Can you even burn the games/patches you download to CD/DVD so that you don’t have to re-download them if you later want to re-install them?

I could personally care less.

How much less could you care? And doesn’t that mean that you do care now, since you could care less?

pegr says:

Why do people keep repeating this fiction?

You don’t own a license. A license is a contract with the vendor. Unless you sign a contract, there is no license. One does not “own” a license. This is a fiction propped up by years of meaningless EULAs bound within software packages.

You can, however, own a copy of a copyrighted work. Apart from the restrictions imposed by copyright law (title 17, kids), you can do anything you want with the legal copy that you own. Selling your legal copy to another is legal and does not require the approval of the copyright holder.

About EULAs: It’s a sale and not a license if it looks like a sale. Go to Best Buy and “purchase” some software. That’s a sale. It makes no difference that there is a slip of paper in the box that says otherwise.

Did you pay sales tax? States do not charge sales tax on renumeration that changes hands within the terms of a contract (license). If you paid sales tax, it’s a sale. Ignore the EULA.

Michael Johnson says:

Where would it stop?

I suppose that if the Vender is willing to give you a license that would allow you to run on any machine then you should have the right to sell it. On the other hand I’d like to see someone sell HP’s Load Runner or Borland’s Silk Performer. Those packages are between 45K and 2 million. Of course you wouldn’t get a new license from them but what if a company were to sell the software and the license servers they ran on. This in itself would open a quick and dirty legal battle which I’m sure the Venders would win.

RM says:

Subscription software

It won’t be long before lots more software will require an active subscription to run, verified at each launch or at regular intervals. Most, if not all, antivirus products do this already, and Microsoft is well on its way with mandatory activation, the next step is simply flipping the “switch” in the software that tells it to check on every launch and if it doesn’t receive a response from a Microsoft server that the user is still paying for his license, a pretty little popup window appears telling him he can’t use the software anymore unless he goes to the website and renews his subscription. I suspect MS will activate this in the next couple of versions of Windows and Office products.

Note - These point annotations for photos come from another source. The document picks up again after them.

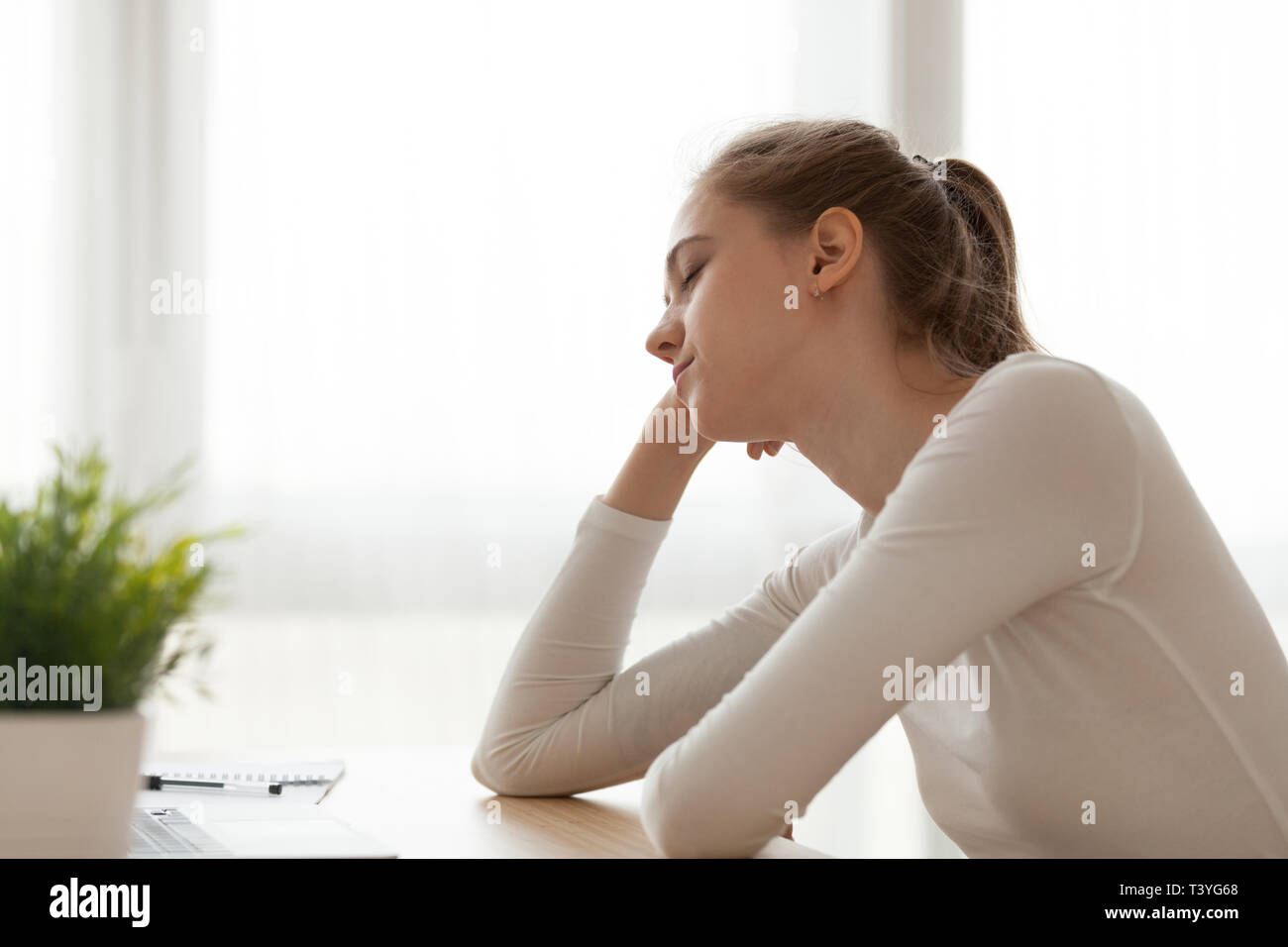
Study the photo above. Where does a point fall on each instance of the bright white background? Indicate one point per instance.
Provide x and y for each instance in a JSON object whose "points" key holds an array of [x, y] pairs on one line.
{"points": [[436, 235]]}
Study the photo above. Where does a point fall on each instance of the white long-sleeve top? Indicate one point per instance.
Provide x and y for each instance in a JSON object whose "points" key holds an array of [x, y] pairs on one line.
{"points": [[1134, 701]]}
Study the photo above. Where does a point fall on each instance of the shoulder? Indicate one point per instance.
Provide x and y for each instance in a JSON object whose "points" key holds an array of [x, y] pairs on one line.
{"points": [[1048, 380], [1031, 401], [1033, 433]]}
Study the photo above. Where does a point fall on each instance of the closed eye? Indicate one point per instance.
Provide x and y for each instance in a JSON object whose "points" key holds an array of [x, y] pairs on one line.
{"points": [[690, 277]]}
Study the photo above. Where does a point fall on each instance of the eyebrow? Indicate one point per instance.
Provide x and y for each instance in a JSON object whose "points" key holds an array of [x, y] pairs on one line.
{"points": [[670, 261]]}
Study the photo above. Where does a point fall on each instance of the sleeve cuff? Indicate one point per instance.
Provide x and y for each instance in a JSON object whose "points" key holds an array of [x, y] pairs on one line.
{"points": [[604, 517]]}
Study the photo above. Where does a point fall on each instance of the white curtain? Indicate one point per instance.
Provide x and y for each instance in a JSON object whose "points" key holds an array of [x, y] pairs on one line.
{"points": [[419, 249]]}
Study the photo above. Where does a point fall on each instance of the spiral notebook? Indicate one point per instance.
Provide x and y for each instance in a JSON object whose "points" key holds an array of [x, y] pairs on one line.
{"points": [[300, 781]]}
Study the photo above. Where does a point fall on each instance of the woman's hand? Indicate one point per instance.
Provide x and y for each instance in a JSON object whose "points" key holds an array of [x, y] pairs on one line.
{"points": [[756, 447]]}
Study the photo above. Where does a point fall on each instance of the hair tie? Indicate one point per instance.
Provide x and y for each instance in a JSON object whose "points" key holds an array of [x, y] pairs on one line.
{"points": [[939, 169]]}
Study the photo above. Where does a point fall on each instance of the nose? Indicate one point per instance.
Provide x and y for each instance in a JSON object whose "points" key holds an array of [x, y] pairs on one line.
{"points": [[666, 339]]}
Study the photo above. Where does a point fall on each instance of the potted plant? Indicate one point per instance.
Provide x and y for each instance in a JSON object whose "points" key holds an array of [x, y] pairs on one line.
{"points": [[90, 622]]}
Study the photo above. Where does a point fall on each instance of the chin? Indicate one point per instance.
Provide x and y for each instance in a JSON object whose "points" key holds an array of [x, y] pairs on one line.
{"points": [[715, 427]]}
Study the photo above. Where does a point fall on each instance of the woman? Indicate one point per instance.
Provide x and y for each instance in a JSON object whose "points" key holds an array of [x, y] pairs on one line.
{"points": [[1031, 583]]}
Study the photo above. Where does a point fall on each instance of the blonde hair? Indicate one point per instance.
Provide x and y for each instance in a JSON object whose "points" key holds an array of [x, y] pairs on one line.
{"points": [[945, 245]]}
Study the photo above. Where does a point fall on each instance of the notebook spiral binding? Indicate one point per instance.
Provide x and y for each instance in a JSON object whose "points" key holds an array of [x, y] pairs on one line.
{"points": [[250, 776]]}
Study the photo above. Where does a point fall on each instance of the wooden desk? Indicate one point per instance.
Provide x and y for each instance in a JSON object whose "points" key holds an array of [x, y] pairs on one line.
{"points": [[425, 802]]}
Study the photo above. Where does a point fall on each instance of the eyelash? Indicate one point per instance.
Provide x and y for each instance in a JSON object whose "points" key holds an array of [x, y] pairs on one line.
{"points": [[690, 277]]}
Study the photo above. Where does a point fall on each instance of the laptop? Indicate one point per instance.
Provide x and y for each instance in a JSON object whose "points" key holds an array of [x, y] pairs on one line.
{"points": [[248, 830]]}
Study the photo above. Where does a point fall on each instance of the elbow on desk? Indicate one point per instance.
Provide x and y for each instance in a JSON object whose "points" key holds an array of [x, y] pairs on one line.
{"points": [[507, 784], [677, 830]]}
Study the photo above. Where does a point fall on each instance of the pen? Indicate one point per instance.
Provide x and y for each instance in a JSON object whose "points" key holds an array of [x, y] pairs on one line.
{"points": [[271, 789]]}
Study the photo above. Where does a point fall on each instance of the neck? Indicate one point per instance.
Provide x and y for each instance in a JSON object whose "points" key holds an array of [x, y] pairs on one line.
{"points": [[863, 440]]}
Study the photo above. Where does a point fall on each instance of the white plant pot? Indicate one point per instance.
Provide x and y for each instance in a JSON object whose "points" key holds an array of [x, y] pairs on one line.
{"points": [[68, 781]]}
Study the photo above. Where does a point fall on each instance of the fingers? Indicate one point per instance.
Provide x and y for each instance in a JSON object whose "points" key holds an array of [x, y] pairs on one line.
{"points": [[756, 447]]}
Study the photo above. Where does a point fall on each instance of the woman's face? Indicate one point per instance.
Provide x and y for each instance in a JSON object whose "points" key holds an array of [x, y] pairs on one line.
{"points": [[725, 318]]}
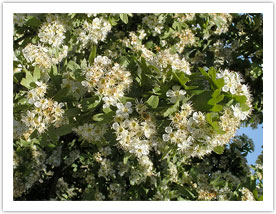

This will be the technical end-all and be-all of software license versus purchase discussion. At the point that your software doesn’t work unless you’re paying for a subscription, there won’t be any doubt.

As for this case, though, I would defer to the EULA in the Autodesk packaging. If that EULA specifically states that he purchased a license to use the software and doesn’t have a right to resell it, then he doesn’t. If the wording is ambiguous and/or doesn’t outline his rights clearly, then he has a right to challenge the company. It’s already laid out for him, and if it’s not, then that’s Autodesk’s fault, and they need eat this one and begin a process to clarify the wording of their EULA in future versions and issue an update or patch to current software that changes the EULA within the software and requires the user to accept it to continue using the software after the patch.

GingerB4 says:

Back to nature

Back to nature I’m with you. I was thinking this same exact thing. Trying to clear out old software and thought I’d search where to sell it online. It’s vintage Adobe. I paid a hefty price to OWN it. That was always the draw to Apple in the past. 1996
Now I have a monthly subscription that outruns all my old, out of date systems, etc… I just wonder if someone out there can use it on an old nostalgic machine perhaps and bless me with a small return from the sale. I’ll never get back out of it what I originally paid. It was steep! Just like everything they sell to creators and artists. It’s practically useless to invest in the products I need to create with because the price is so high that I will probably never recover my initial and ongoing investment simply trying to keep up with the upgrades. It’s like a car depreciation driving it off the lot. Pure robbery anymore. I’m going back to watercolors…a lot more enjoyable and not as expensive…eh…whatever.